— Loussa, ma sœur se marie demain.
Il ne connaissait pas ma famille. Il n’était jamais venu à la maison.
— C’est certainement une chance pour son mari, dit-il.
— Elle épouse un directeur de prison.
— Ah !
Oui, c’était bien son opinion : « Ah ! » Il y eut quelques feux rouges grillés, quelques croisements périlleux, puis il demanda :
— Elle est vieille, ta sœur ?
— Non, elle va avoir dix-neuf ans ; c’est lui qui est vieux.
— Ah !
L’odeur de Julius profita du silence pour s’installer. Julius le Chien avait toujours procédé par effluves. D’un même mouvement du poignet, Loussa et moi baissâmes nos vitres respectives. Puis, Loussa dit :
— Écoute, ou tu as envie de parler, ou tu as besoin de te taire, mais dans les deux cas je te paye un canon.
Il fallait peut-être que je raconte ça à quelqu’un, au fond, quelqu’un qui ne fût pas au courant. L’oreille droite de Loussa ferait l’affaire.
— Depuis que la guerre m’a crevé le tympan gauche, disait-il, mon oreille droite est devenue plus objective.
* * *
HISTOIRE DE CLARA ET DE CLARENCE
Chapitre premier : L’année dernière, alors qu’on égorgeait les vieilles dames de Belleville pour leur piquer leurs économies, mon ami Stojilkovicz, une sorte d’oncle serbo-croate de notre petite famille, s’était mis en tête de protéger les vieilles que les flics laissaient à la merci du loup.
Chapitre deux : Pour ce faire, il les arma jusqu’aux dents, exhumant un vieux stock de pétoires qu’il tenait planquées depuis la Dernière Guerre dans les catacombes de Montreuil. Après avoir entraîné les vieilles dames à toutes les formes de tir dans une salle spécialement aménagée des mêmes catacombes, Stojilkovicz les avait tranquillement lâchées dans les rues de Belleville, aussi incontrôlables que des missiles à tête soupçonneuse.
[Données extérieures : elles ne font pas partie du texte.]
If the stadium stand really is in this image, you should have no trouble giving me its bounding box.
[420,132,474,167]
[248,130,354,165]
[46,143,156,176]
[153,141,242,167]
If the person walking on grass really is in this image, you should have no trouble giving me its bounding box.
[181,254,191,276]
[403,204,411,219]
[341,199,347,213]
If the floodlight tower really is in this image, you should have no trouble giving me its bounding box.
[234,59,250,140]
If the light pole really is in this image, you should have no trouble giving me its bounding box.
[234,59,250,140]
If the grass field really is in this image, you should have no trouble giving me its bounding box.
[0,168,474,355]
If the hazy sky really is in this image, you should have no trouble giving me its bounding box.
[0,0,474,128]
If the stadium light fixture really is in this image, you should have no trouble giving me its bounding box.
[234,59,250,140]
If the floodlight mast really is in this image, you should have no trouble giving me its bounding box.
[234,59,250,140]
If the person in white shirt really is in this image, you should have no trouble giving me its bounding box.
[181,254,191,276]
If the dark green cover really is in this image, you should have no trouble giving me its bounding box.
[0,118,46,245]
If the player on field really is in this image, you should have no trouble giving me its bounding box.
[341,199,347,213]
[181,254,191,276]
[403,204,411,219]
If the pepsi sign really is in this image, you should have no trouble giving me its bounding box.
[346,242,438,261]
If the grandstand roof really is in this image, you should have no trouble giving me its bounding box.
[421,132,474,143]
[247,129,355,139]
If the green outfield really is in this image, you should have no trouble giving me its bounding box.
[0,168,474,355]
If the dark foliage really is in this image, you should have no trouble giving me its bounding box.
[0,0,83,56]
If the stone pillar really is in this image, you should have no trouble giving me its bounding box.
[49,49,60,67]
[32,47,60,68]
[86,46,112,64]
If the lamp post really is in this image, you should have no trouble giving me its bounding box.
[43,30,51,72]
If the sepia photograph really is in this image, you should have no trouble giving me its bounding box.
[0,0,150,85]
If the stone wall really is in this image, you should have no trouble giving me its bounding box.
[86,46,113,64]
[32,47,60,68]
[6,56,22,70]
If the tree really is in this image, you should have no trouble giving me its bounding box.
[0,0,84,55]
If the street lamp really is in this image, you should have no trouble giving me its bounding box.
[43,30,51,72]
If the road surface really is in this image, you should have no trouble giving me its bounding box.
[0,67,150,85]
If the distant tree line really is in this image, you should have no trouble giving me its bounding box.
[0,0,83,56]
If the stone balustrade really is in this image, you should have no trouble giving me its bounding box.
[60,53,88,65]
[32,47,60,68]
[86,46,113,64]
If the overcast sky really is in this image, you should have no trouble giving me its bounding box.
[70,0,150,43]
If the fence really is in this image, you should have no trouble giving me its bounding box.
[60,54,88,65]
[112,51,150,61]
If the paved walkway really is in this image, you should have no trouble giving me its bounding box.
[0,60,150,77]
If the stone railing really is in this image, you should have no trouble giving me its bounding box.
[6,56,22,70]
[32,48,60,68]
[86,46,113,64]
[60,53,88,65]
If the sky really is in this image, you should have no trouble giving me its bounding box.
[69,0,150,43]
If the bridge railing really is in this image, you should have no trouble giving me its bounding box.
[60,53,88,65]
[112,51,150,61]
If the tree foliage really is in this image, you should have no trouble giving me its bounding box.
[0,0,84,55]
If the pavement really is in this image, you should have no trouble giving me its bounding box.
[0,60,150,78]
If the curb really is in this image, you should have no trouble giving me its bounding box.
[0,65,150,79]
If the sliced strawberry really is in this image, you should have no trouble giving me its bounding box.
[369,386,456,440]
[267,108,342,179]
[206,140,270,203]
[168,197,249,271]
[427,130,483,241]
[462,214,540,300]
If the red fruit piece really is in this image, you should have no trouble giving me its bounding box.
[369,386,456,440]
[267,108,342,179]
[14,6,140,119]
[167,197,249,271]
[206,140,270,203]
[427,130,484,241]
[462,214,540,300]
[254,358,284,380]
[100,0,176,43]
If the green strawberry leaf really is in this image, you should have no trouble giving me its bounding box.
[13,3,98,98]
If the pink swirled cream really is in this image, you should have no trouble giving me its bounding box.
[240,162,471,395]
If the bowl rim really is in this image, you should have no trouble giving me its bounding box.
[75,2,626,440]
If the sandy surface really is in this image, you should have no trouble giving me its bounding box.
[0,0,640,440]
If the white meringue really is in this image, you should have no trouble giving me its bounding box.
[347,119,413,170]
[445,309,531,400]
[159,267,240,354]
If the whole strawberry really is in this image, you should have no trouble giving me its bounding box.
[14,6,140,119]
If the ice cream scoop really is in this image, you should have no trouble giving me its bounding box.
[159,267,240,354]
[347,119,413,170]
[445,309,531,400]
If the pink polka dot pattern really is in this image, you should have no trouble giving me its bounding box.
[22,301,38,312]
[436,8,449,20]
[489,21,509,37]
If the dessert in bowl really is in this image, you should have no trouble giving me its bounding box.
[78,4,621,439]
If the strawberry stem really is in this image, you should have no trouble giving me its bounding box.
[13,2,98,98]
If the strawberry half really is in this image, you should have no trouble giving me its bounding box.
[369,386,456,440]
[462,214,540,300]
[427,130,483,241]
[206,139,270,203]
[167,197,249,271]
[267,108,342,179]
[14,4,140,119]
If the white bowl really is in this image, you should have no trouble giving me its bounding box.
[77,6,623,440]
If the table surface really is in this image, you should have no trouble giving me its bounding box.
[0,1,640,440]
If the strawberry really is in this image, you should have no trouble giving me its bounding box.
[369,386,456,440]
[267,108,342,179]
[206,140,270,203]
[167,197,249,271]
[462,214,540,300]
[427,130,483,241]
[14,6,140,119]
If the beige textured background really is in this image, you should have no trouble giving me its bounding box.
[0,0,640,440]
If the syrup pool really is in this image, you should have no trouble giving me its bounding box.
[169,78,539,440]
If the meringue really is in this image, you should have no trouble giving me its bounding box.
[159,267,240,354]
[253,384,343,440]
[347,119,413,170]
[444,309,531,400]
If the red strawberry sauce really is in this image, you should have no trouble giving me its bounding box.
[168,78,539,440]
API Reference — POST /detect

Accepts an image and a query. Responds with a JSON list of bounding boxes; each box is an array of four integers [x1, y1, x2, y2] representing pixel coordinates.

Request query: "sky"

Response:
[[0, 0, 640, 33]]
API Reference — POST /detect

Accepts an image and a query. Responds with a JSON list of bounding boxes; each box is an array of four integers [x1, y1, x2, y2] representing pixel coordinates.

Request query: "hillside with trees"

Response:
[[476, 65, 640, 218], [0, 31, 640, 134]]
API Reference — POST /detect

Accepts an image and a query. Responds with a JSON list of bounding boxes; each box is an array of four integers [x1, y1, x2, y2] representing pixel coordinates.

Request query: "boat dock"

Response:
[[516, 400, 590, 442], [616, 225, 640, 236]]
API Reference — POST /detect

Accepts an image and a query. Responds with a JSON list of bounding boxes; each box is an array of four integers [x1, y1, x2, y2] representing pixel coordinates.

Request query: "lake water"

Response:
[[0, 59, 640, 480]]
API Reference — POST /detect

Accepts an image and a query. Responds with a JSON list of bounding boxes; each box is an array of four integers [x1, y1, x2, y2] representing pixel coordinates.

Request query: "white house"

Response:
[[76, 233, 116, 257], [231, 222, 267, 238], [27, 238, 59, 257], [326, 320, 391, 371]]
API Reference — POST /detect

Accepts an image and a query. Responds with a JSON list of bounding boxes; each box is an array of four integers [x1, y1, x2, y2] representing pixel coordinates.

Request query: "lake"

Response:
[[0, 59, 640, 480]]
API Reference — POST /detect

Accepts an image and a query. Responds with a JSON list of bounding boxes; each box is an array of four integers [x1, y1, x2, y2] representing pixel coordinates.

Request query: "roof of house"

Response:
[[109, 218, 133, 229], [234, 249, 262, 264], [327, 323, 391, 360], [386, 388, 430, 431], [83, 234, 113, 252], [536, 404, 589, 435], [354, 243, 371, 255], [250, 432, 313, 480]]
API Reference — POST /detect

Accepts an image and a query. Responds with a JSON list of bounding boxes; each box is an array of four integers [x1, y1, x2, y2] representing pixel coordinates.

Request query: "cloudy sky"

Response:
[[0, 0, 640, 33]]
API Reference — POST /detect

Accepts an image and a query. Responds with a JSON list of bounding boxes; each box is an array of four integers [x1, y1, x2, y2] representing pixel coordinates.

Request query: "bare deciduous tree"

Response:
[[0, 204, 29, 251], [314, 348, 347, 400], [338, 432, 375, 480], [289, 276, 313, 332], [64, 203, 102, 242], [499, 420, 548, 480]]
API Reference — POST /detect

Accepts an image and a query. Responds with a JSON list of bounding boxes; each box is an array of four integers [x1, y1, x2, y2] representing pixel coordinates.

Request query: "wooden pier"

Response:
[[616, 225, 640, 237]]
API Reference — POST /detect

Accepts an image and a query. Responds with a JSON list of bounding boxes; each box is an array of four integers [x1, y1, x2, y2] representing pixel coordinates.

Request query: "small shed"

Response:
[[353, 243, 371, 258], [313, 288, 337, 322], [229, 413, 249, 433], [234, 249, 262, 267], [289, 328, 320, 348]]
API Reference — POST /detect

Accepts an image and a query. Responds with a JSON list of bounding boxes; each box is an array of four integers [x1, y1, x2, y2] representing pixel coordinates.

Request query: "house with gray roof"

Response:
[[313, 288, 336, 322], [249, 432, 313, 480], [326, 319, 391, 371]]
Chapitre trois : Ce qui, bien entendu, ne fit qu’ajouter au massacre. Un inspecteur en civil, qui voulait aider une de ces jeunesses à traverser un carrefour, se retrouva sur le bitume avec une balle entre les deux yeux. Bavure : grand-mère était trop rapide.
Chapitre quatre : Du coup, la flicaille s’agite pour de bon et jure de venger le martyr. Deux inspecteurs un peu moins tartes que les autres découvrent le pot aux roses, et Stojilkovicz se retrouve en cabane.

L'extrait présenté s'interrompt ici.